Khoda-Nazdik-Ast-Poster

Film İlmi, Mistik ve İslami inançlara atfedilmiş efsanevi olayların tasviri ile bir köy yerinde öğretmenlik yapmaya başlayan hoca hanım ve onu kasabadan köye getirip götüren motosiklet sürücüsü arasında geçiyor. Sık sık şiirler ve gazeller yer aldığı filmde Hâfız El Şirâzî (حافظ شیرازی) şiirlerine rastlamak oldukça mümkün. Velhasıl filmde cereyan eden ilmi ve felsefi diyaloglarda ki remizler de ayrıca yorumlanmalı fakat filmin beni çok etkilemesi ve birden fazla düşünceyle yorumlanabilecek bir çok diyalog olduğundan fazla girmemeye gayret edeceğim yine de söylemeden geçmek istemiyorum bir iki üç.. tekrar tekrar izleyin film, içinden alınıp kendi içimize koyulacak saf güzelliklerle dolu. Yönetmen hakkında çok fazla bilgimiz olmamasına rağmen İran 25. uluslararası “Fecr film festivali”nde, en iyi yönetmen ve İtalya’da 10. din ve günümüz film festivalinde “Don Tonino Bello” ödüllerini kazandığını öğrendik. Aşağıda filmin özeti ve derlemeleri ile birlikte anlatmaya çalışacağım. Ayrıca filmi sayfanın sonuna inerek Türkçe altyazılı olarak izlemeye başlayabilirsiniz.

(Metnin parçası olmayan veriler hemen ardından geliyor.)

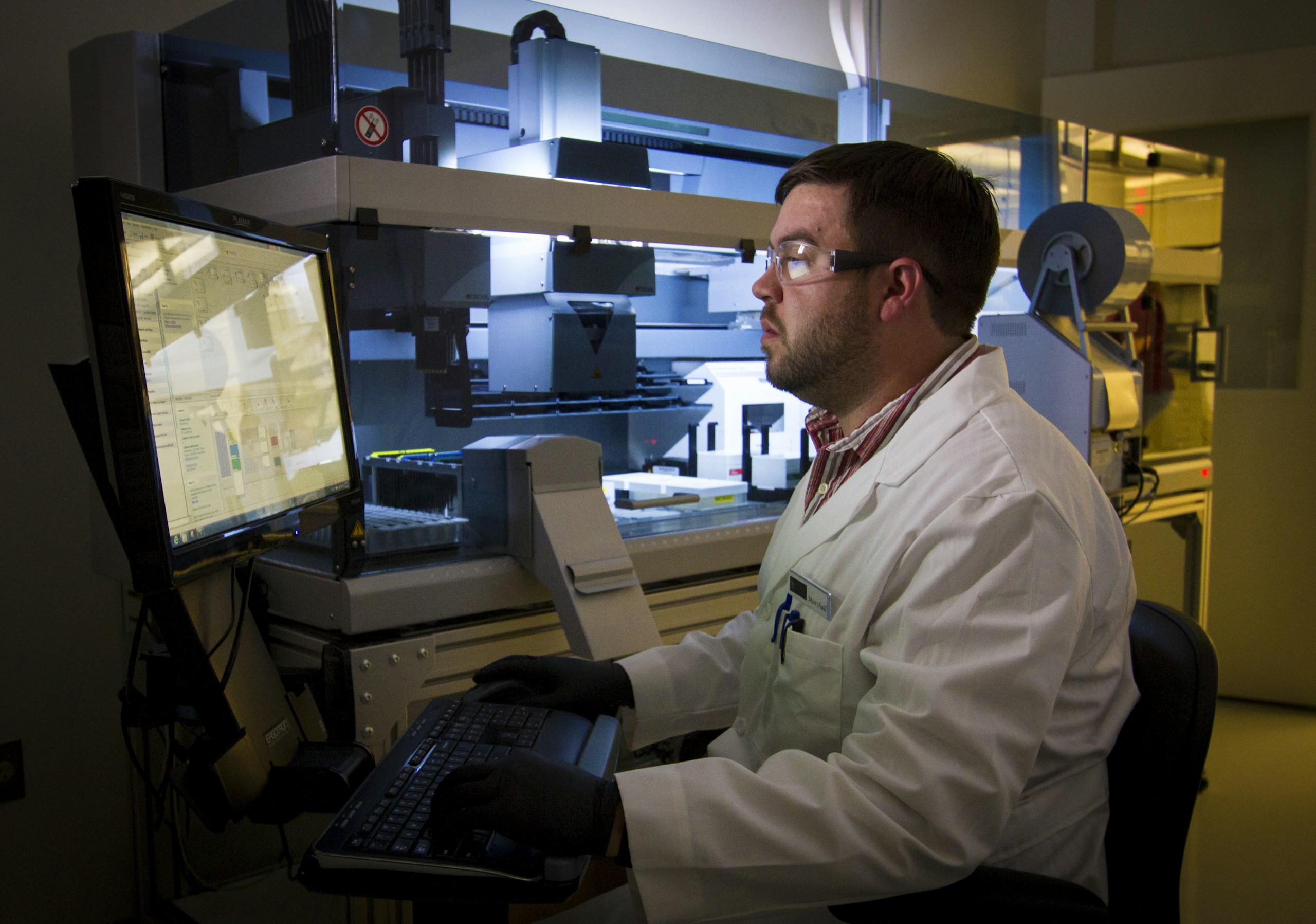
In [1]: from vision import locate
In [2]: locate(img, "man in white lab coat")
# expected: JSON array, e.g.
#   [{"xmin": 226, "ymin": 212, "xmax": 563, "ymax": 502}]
[{"xmin": 435, "ymin": 142, "xmax": 1137, "ymax": 924}]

Yönetmen / Director: Ali Vazirian
Oyuncular / Stars: Babak Hammidian, Elnaz Shakerdoost, Saeed Nikpour, Mina Jafarzaeh, Safar Roohi, Ellahe Bavand.

 

Geldi üzerime üç keder, bir anda yalnızlık, esaret ve sevgilinin hasreti.
Yalnızlık ve esaretin çaresi var, ama, sevgilinin hasreti.. Sevgilinin hasreti.. Sevgilinin hasreti..

 

“Bana verdiğin acıdan zevk alıyorum ey ümit kapım, hayır hayır, senden asla yüz çeviremem. Şayet bana “Onun aşkını unutacaksın” deselerdi, cevabım lâm ve elif olurdu. لا ” İbn-i Hazm, Tawk al Hamama al Mafkoud

Kulude isimli bir köyde iyi kalpli, saf motosiklet taksicisi bir genç (Rıza), köyün yeni öğretmenine (Benyamil) aşık olur ve olaylar gelişir. Rıza yokluk içinde manevi zenginliğe (Allah aşkına) inancı tam olan tevekkül içinde meczûp bir delikanlıdır. Annesiyle birlikte yaşamakta, motosiklet taksiciliği yaparak kazandığı gelirle annesine bakmaya çalışan, fakat kalbinde ki merhametten ve inancından dolayı çevresinde gördüğü herkese yardımcı olmak isteyen dürüst bir gençtir. İzledikçe insanın kalbine dokunan film bilhassa doğu sineması hayranları ve mistikler için öğretici ve tesiri altında bırakacak niteliktedir. İnsanın varoluşuyla başladığı maşukluktan aşıklığa ve hiçliğe ulaşıp yok olana dek aşkın asla bulunamayacağını ifade eden filmde öte yandan Tasavvufi inanç ve Allah aşkı anlatılmaktadır.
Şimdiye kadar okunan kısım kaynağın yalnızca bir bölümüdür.